As a candidate for the qubits — the basic units of quantum information — in quantum computers, photons have one major advantage over the electrons used in all current devices. Unlike electrons, photons, the smallest possible quantity of light, do not easily interact with their surroundings. So, unlike its electron-based counterpart, a photonic quantum device would not need to be cooled to nearly absolute zero to limit unwanted interactions. But such a device does not exist — yet.

To advance the field of photonic quantum devices, physicist Esther Wertz has been awarded a National Science Foundation Faculty Early Career Development Program (CAREER) award to investigate nanometer-scale metal structures that will control light at the quantum limit, one photon at a time. Her work will contribute to the creation of a single photon transistor.

"I’m interested in understanding how quantum states — either single photons or qubits — interact with components of what, in the future, might be a photonic quantum circuit,” said Wertz, an assistant professor of physics, applied physics, and astronomy at Rensselaer Polytechnic Institute. “My work is aimed at manipulating quantum states without destroying superposition.”

Quantum computers exploit quantum-specific properties of particles, such as superposition and entanglement, giving them an exponential advantage over classical computers. But to harness these properties in a photonic quantum circuit, we must be able to electromagnetically hold and release a photon, much as a classical transistor holds and releases a current of electrons.

A photon can be held in a device known as an optical cavity, and Wertz is interested in exploring a type of optical cavity which relies on plasmonic nanoparticles or “plasmons,” quasiparticles arising from the collective motion of electrons on the surface of a metal.

“Plasmonic nanoparticles can confine light to very small volumes, smaller than the diffraction limit of light, and because the plasmons can confine the field to much smaller volumes than other cavities, you can get very strong interactions between light and matter within them,” Wertz said.

Within the plasmonic cavity, Wertz will place a single emitter, a material capable of emitting and absorbing one photon.

Under highly specific conditions, it is possible for the photon to be alternately absorbed and re-emitted, a reversible exchange of energy that gives rise to a half-light half-matter particle called a polariton.

The polariton is what allows the single photon transistor to work. If the emitter is coupled to the cavity strongly enough to form a polariton, the polariton will be capable of absorbing one photon. At that point, Wertz would have a device capable of holding a photon, or — if it is already holding a photon — allowing a photon to pass. 

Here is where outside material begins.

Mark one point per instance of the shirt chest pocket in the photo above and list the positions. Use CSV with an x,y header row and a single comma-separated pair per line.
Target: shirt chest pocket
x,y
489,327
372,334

To understand how the structure of the cavity and the position of the emitter influence the efficiency with which the emitter may send out photons, Wertz will use plasmonic optical trapping to create a cavity into which she can repeatedly place and remove the single emitter within the gap, testing different positions and outcomes.

To investigate the physics of the emitter as coupled with the nanocavity, she will use a combination of single-molecule super-resolution imaging and fluorescence lifetime imaging, developing techniques specific to her application as part of her research.

“Winning a CAREER award is an honor that recognizes both a researcher’s vision and her ability to realize that vision. It is no surprise that Esther Wertz has been chosen for this honor,” said Curt Breneman, dean of the School of Science. “Esther’s work involves a systematic approach to controlling photons that is certain to advance the frontier of photonic quantum transistor research. We congratulate her and are proud to have her as a colleague.”